Italian national carrier Alitalia faces a strike by multiple trade unions and professional associations Feb. 23 that will force it to cancel 60% of flights that day.
The walkout by unions representing some pilots, cabin crews and other staff will last for 24 hours, while other groups plan a more limited, four-hour walkout. The strike is being planned despite the airline being at a “critical” stage, according to its CEO, and in dire need of a more sustainable financial base.
Alitalia declined to go into reasons for the dispute, but Italy’s national news agency ANSA said the unions described the strike as “the only democratic tool to safeguard workers’ rights at this time.”

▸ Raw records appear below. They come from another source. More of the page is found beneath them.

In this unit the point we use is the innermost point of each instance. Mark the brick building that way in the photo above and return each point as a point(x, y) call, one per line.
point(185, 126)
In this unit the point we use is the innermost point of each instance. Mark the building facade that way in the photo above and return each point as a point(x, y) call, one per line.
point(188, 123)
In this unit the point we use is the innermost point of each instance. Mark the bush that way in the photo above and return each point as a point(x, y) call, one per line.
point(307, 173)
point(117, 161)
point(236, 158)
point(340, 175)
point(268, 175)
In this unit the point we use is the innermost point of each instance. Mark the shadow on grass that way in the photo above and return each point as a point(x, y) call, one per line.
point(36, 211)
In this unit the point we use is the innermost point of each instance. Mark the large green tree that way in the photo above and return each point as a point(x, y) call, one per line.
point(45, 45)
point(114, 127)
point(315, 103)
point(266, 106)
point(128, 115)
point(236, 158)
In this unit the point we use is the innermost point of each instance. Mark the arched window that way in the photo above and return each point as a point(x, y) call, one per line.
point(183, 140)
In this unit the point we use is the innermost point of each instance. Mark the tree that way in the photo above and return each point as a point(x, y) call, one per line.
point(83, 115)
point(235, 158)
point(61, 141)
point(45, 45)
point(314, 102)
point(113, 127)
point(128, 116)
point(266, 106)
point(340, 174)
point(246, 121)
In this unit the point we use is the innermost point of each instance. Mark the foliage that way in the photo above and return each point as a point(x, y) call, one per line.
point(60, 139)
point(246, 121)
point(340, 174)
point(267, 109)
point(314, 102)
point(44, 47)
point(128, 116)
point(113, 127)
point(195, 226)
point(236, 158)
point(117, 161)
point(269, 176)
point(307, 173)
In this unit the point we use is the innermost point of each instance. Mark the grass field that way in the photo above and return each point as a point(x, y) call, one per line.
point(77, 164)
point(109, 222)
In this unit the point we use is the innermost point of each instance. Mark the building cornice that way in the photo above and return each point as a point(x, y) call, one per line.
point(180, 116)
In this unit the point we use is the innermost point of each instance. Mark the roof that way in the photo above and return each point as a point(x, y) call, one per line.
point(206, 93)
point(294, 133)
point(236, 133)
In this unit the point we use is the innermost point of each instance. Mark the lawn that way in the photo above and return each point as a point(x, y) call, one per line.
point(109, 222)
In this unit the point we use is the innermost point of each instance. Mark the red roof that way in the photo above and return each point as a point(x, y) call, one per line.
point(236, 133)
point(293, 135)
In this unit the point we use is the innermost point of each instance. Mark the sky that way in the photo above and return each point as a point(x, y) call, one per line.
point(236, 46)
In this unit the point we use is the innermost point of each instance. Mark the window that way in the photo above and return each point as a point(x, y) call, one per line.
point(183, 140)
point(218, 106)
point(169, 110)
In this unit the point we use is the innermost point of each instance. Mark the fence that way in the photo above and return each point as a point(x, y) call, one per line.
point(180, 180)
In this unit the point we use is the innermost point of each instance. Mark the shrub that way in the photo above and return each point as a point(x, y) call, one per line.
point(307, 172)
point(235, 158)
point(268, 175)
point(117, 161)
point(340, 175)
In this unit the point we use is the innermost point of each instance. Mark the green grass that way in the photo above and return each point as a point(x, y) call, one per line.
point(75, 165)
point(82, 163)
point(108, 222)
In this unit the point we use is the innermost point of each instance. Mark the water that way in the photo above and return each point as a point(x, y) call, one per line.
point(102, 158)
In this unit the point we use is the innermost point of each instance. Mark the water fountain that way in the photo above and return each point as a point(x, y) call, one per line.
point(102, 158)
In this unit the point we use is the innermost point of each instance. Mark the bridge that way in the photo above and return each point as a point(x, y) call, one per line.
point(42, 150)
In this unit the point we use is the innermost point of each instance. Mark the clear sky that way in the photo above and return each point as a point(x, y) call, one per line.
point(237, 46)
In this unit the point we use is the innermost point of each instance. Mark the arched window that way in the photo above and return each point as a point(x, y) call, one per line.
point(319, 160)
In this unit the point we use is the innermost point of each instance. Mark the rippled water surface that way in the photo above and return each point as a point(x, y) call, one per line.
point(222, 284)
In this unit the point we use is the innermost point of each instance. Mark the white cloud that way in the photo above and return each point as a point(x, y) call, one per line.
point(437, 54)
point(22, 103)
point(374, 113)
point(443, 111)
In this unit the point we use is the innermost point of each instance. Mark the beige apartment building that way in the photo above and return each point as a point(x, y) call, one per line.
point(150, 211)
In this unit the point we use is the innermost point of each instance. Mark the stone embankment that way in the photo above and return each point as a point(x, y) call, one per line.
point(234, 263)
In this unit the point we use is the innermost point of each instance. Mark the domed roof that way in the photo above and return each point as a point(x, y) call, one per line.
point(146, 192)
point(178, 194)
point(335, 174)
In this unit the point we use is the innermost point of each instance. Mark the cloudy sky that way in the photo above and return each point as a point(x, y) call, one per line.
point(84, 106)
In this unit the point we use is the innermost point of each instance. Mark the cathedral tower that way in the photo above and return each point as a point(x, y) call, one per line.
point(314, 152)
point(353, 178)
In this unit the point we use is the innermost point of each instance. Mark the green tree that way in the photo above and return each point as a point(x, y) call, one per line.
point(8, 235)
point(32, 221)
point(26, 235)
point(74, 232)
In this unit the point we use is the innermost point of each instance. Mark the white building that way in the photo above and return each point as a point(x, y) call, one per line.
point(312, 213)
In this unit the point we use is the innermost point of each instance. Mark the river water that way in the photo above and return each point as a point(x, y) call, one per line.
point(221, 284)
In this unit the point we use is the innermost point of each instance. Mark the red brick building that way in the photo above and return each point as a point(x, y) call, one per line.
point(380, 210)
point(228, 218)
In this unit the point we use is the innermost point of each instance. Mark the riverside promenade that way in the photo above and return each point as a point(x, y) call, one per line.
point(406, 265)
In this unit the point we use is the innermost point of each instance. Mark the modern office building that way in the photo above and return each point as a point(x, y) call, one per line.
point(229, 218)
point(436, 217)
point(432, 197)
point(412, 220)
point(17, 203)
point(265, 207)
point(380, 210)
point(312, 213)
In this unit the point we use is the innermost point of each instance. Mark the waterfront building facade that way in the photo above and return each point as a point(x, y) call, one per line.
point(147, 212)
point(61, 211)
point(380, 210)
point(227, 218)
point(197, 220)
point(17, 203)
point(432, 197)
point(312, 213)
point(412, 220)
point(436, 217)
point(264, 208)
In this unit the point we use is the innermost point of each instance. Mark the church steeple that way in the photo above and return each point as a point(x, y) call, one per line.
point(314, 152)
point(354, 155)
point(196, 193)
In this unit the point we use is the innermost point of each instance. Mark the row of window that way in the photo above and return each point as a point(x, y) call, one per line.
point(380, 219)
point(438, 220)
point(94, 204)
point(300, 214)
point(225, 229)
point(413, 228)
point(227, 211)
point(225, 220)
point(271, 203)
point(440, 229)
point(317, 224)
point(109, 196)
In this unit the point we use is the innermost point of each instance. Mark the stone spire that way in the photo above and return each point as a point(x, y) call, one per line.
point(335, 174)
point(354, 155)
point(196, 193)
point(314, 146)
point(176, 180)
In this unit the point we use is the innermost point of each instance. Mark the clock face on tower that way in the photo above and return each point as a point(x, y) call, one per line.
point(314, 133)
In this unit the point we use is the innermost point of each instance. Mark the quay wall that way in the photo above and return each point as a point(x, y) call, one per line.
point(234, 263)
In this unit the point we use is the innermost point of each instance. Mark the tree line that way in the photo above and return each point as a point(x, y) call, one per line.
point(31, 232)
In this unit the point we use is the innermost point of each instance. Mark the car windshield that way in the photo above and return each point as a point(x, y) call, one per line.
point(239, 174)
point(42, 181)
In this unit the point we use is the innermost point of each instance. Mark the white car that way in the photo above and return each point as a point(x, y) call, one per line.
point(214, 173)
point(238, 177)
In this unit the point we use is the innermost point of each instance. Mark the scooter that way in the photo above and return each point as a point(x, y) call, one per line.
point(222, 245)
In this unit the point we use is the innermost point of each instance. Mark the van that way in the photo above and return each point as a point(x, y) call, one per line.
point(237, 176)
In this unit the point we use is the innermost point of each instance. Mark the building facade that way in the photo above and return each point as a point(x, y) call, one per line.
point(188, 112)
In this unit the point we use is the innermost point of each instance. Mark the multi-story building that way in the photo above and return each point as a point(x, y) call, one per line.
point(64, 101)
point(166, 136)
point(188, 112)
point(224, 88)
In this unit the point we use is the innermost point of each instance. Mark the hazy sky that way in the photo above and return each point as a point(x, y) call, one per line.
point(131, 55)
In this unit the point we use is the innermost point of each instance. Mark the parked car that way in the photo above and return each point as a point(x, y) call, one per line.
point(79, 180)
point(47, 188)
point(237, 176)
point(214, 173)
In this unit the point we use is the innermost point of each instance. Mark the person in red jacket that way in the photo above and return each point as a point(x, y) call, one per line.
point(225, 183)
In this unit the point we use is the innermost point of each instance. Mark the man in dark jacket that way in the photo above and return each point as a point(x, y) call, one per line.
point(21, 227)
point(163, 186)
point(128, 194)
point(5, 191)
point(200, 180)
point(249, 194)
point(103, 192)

The Italian national carrier is losing money heavily and is trying to find ways of cutting costs. Job cuts are anticipated, which has angered several unions. The airline has to present a new business plan to government ministers by the end of this month.
Alitalia said Feb.21 that flights scheduled to operate during the peak periods of 7 a.m.-10 a.m. and 6 p.m.-9 p.m. on Feb. 23 would do so. Passengers whose flights were disrupted by the dispute would be rebooked onto the first available services.
Additionally, the airline plans to operate larger-than-normal aircraft on several domestic and international routes on Feb. 23, in order to make maximum use of flights it is able to operate.
Alitalia has said it needs to improve its existing financial position in order to secure continued support from its major shareholders. CEO Cramer Ball said in December 2016 that the next two months were “critical” and that “radical changes” were needed at the company.